Les membres du comité de pilotage

  • Maria Ressa (co-chair) : Journaliste, directrice du site d’investigation Rappler aux Philippines. Personnalité de l’année du Time magazine en 2018. Membre de la Commission sur l’information et la démocratie. 
  • Marietje Schaake (co-chair) : Ancienne membre du Parlement européen (2009 – 2019). Directrice International Policy du Cyber Policy Center de l’Université de Stanford et présidente du Cyber Peace Institute.
  • Sinan Aral : David Austin Professeur de gestion, de marketing, d’informatique et de sciences des données au MIT, directeur de l’initiative du MIT sur l’économie numérique (IDE) et partenaire fondateur de Manifest Capital. Auteur du livre à paraître The Hype Machine.
  • Julia Cagé : Auteure de livres sur les médias et la démocratie. Professeur d’économie à Sciences Po et co-directrice de l’axe “Evaluation de la Démocratie” du LIEPP. Spécialisée en économie du développement, économie politique et histoire de l’économie.
  • Ronald Deibert : Professeur de science politique et directeur du Citizen Lab à la Munk School of Global Affairs & Public Policy, Université de Toronto. Co-fondateur et chercheur principal des projets OpenNet Initiative et Information Warfare Monitor.

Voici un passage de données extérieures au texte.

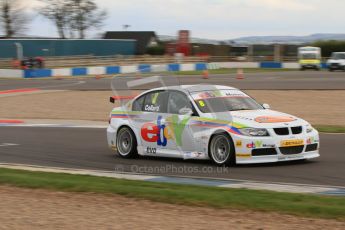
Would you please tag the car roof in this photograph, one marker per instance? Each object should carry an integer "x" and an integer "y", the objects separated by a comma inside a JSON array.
[{"x": 195, "y": 88}]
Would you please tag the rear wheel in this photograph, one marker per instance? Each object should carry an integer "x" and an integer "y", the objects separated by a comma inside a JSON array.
[
  {"x": 221, "y": 149},
  {"x": 126, "y": 143}
]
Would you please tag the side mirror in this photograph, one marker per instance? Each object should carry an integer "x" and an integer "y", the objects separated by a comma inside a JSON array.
[
  {"x": 266, "y": 106},
  {"x": 185, "y": 111}
]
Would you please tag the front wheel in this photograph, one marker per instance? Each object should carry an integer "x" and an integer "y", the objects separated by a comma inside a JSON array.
[
  {"x": 221, "y": 149},
  {"x": 126, "y": 143}
]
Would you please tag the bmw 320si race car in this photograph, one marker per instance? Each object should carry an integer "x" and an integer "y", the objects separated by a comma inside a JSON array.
[{"x": 208, "y": 122}]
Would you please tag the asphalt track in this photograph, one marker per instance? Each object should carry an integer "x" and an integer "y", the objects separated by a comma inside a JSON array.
[
  {"x": 84, "y": 148},
  {"x": 289, "y": 80}
]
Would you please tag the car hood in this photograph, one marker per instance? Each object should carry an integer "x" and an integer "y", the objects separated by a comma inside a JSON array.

  • Camille François : Directrice de l’innovation de Graphika, entreprise spécialisée dans la détection et l’atténuation de la désinformation et de la manipulation des médias. Auparavant chercheuse principale à Jigsaw.

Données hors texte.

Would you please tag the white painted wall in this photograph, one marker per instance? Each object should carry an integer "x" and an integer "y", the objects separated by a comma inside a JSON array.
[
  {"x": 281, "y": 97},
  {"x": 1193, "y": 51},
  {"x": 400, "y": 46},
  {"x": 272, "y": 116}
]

  • Roukaya Kasenally : Directrice générale de l’African Media Initiative. Professeure associée à l’Université de Maurice. Présidente de l’Electoral Institute for Sustainable Democracy in Africa.
  • David Kaye : Ancien rapporteur spécial sur la promotion et la protection du droit à la liberté d’opinion et d’expression de l’ONU. Professeur de droit à l’Université de Californie, Irvine, School of Law. 
  • Edison Lanza : Avocat, ancien rapporteur spécial sur la liberté d’expression de la Commission interaméricaine des droits de l’homme. A dirigé et fondé plusieurs organisations non gouvernementales qui défendent le droit à la liberté d’expression.
  • Roger McNamee : Auteur de Zucked : waking up to the Facebook catastrophe, investisseur en capital-risque technologique. Co-fondateur de Silver Lake Partners et responsable du T. Rowe Price Science and Technology Fund. Ancien investisseur de Facebook.
  • Jun Murai : Professeur émérite de l’Université de Keio. Co-directeur du Centre de recherche sur la cyber-citoyenneté de l’université de Keio. Fondateur du réseau UNIX du Japon (JUNET) et du projet WIDE. Connu comme le «père d’Internet» au Japon.
  • Peter Pomerantsev : Journaliste et producteur de télévision. Chercheur principal invité à l’Institute of Global Affairs de la London School of Economics. Chercheur principal à l’Agora Institute de l’Université Johns Hopkins. 
  • Julie Posetti : Directrice monde de la recherche au Centre international des journalistes. Auparavant, chercheur principal et responsable du projet d’innovation en journalisme au Reuters Institute for the Study of Journalism.
  • Anya Schiffrin : Ancienne journaliste, directrice de la spécialisation Technologie, médias et communications à la School of International and Public Affairs de la Columbia University et chargée de cours à la School of International and Public Affairs.
  • Vivian Schiller : Directrice exécutive du programme Aspen Digital. Ancienne PDG de National Public Radio (Etats-Unis) et fondatrice de la Civil Foundation. Membre du conseil d’administration de Reporters sans frontières (RSF) USA.
  • Wolfgang Schulz : Directeur de l’Institut Humboldt pour Internet et la société. Chargé de cours dans le domaine de l’information et de la communication à la faculté de droit de l’Université de Hambourg. Membre du directoire de l’Institut Hans-Bredow.
  • Christopher Wylie : Data scientist, lanceur d’alerte de l’affaire Cambridge Analytica. Listé parmi les 100 personnes les plus influentes du TIME magazine. Auteur du livre Mindf*ck: inside Cambridge Analytica’s plot to break the world.